Yeah, I know that I'm probably just over thinking/worrying about this and I should be okay once I start and get a hands on feel. Plus, I'm only working with inexpensive MDF, it's not like its Koa or anything. Thanks to everyone who took the time out to help me with (just) speaker rings. I'll try to get it done on Sunday and take some pics. Thanks again.
Chad


----------



## curiousgeorge (Nov 6, 2006)

You are very welcome, that's what we are here for. Good luck on your project and I will be looking forward to seeing some pictures of the results.


----------



## chadmiha (Mar 20, 2007)

I told you I'd take pics even if it was bad...please help, what happened? 

Outside:



























Inside:


----------



## Mike (Nov 22, 2004)

One of the rules of thumb is to make your cuts no more than 1/4" at a time. Once you have gotten the feel for your router and its operation you can alter this based on performance. The reason you ended up with the "tab" on the outside is your material was no longer secured to anything. You can place double sided carpet tape underneath your rings to help hold them in place. Depending on the application you may be able to screw through the ring to hold it in place, this is more secure. To help reduce tear out you can raise your round over bit slightly for the first cut and then you will just be making a fine finish cut on the second pass.


----------



## challagan (Feb 7, 2006)

Welcome to the forums!

Corey


----------



## chadmiha (Mar 20, 2007)

Well, here's what I did. The first cut I made was the outside. I clamped the MDF in between 2 horses and made the cut. There was nothing to support the piece from falling to the ground. Then to cut the inner part of the ring I taped the circle to the top of another piece of MDF, set the Jasper and made the inner cut. ( all cut were made with one pass) So, for the 1st cut (outter) should I have something supporting the piece from underneath?

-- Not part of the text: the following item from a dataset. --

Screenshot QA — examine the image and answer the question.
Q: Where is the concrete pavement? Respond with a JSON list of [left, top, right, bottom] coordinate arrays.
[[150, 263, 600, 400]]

And if I'm making too deep of a cut, should I cut half way through the 3/4 MDF, flip the piece and cut the rest out from the other side? I was kinda in a rush (racing sunlight) and hopefully with a couple of tips will do better next time. Thanks again guys...
Chad


----------



## bobj3 (Jan 17, 2006)

Hi Chad

Give this a try 

1st pick up some double sided carpet tape (2" wide) clamp your SUPPORT board to the saw horse then put the tape on the ring stock ( 2 strips min.) press it to the support board (tap it with a wooden hammer) to make sure it's down , drill your 1/8" hole for the center hole for the Jasper jig, then set your router to just at 3/4" deep, then fire up the router and make a pass or two to cut out the OUTside of the ring now reset the Jasper to make the INside pass once you have the cir.cut out take a hammer (or a small pry bar) and pop up the outside of the stock then chuck up your round over bit and go around the ring now pop out the center of the cir. and use the round over bit on the inside of the ring.
Made sure the ring is down good b/4 you use the round over bit,if it's not pop it up (with care) and retape the ring so it can't move around.

Good LUck

Bj 




chadmiha said:


> Well, here's what I did. The first cut I made was the outside. I clamped the MDF in between 2 horses and made the cut. There was nothing to support the piece from falling to the ground. Then to cut the inner part of the ring I taped the circle to the top of another piece of MDF, set the Jasper and made the inner cut. ( all cut were made with one pass) So, for the 1st cut (outter) should I have something supporting the piece from underneath? And if I'm making too deep of a cut, should I cut half way through the 3/4 MDF, flip the piece and cut the rest out from the other side? I was kinda in a rush (racing sunlight) and hopefully with a couple of tips will do better next time. Thanks again guys...
> Chad


----------



## chadmiha (Mar 20, 2007)

Thanks bj, I'll give it a try on Sunday. Thanks again for the support.
Chad


----------



## chadmiha (Mar 20, 2007)

Okay, here's round 2. I'm happy with the outcome, but I know that there's still a lot of room for improvment. Still need to sand a bit, but here they are. These pics are with the top and bottom rings glued together. The top ring got rounded over, the bottom one did not. Any input is welcomed.




























With speaker in:


----------



## Mike (Nov 22, 2004)

If you glue your pieces together before routing your glue line will virtually disappear. You should end up with a nice smooth surface. I still suggest plunging in steps of less than 1/2", make a pass, plunge etc.


----------



## bobj3 (Jan 17, 2006)

Hi Chad

Here's a trick my son (who works for Car-Toys) will use all the time to get a nice clean part ,auto body filler (Bond-Do) it will fill the cracks and make the part strong so it can be painted or covered with vinyl, little heat from a gun and the vinyl will fit like a sock.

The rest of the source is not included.